C’è stato un tempo in cui, per governare, bisognava spiegare.
Sembra preistoria.
Un presidente doveva presentare un’idea, difenderla, sopportare domande, confrontarsi con giornalisti che avevano letto i precedenti e, dettaglio piuttosto scomodo, accettare che il giorno seguente le sue parole finissero stampate su un giornale, dove qualcuno avrebbe potuto rileggerle, confrontarle e magari scoprire che lunedì aveva detto una cosa e giovedì esattamente il contrario.
La parola scritta aveva questo difetto: possedeva una memoria.
Lo schermo, invece, ha fretta.
Un video scaccia quello precedente. Un’indignazione ne sostituisce un’altra. Lo scandalo di questa mattina seppellisce quello di ieri sera e, prima ancora che qualcuno riesca a domandare che cosa sia realmente accaduto, compaiono un cane che balla, una guerra, una modella, un presidente che insulta un altro presidente e una pubblicità di scarpe da ginnastica.
Benvenuti nell’agorà del XXI secolo.
Dal cittadino allo spettatore
Il declino della lettura viene spesso presentato come una questione culturale: si vendono meno libri, scompaiono i giornali, le biblioteche perdono frequentatori e i giovani incontrano difficoltà sempre maggiori nel rimanere davanti a un testo lungo.

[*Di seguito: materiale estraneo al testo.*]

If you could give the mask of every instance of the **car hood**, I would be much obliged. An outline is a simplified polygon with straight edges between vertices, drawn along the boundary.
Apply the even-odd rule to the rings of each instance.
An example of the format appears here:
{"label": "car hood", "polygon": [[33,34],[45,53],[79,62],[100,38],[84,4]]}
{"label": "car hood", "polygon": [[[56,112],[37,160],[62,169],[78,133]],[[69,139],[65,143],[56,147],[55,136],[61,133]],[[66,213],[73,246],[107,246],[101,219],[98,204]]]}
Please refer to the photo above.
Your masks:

Ma il fenomeno è molto più grave.
Leggere non significa soltanto riconoscere delle parole. Significa conservare un’idea nella mente per un certo tempo, collegarla a un’altra, individuare contraddizioni, ricordare precedenti e decidere infine se ciò che abbiamo appena letto abbia senso oppure sia una solenne sciocchezza.

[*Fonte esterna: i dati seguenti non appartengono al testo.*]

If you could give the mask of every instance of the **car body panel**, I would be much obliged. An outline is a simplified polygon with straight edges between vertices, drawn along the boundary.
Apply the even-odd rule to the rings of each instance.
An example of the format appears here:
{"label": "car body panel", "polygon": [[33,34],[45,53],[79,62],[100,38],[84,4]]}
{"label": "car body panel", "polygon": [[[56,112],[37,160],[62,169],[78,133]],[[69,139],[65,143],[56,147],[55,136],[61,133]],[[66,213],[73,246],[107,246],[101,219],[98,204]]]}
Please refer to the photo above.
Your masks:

È un esercizio straordinariamente poco conveniente per qualsiasi aspirante caudillo.
Per secoli il potere ha compreso perfettamente questo pericolo. I cittadini troppo istruiti sono sempre stati considerati una seccatura da chi preferiva governare senza domande.
L’espansione dell’alfabetizzazione cambiò quel rapporto. Libri, opuscoli e giornali permisero a persone che non sarebbero mai entrate in un palazzo di discutere di tasse, guerre, diritti, rappresentanza politica e abuso del potere.
Rousseau e Thomas Paine fecero qualcosa di rivoluzionario prima ancora delle rivoluzioni: misero gli argomenti nelle mani della gente comune.
La democrazia moderna crebbe insieme a quella cultura della parola scritta.
Non per caso.
I giornali permisero di unire punti apparentemente lontani. La disoccupazione smise di essere soltanto la disgrazia del vicino. Una guerra smise di essere esclusivamente la partenza dei ragazzi del paese. Una tassa smise di essere una cifra incomprensibile.
Tutto poteva diventare parte di una spiegazione più ampia.
E spiegare il mondo è il primo passo per discutere con chi pretende di governarlo.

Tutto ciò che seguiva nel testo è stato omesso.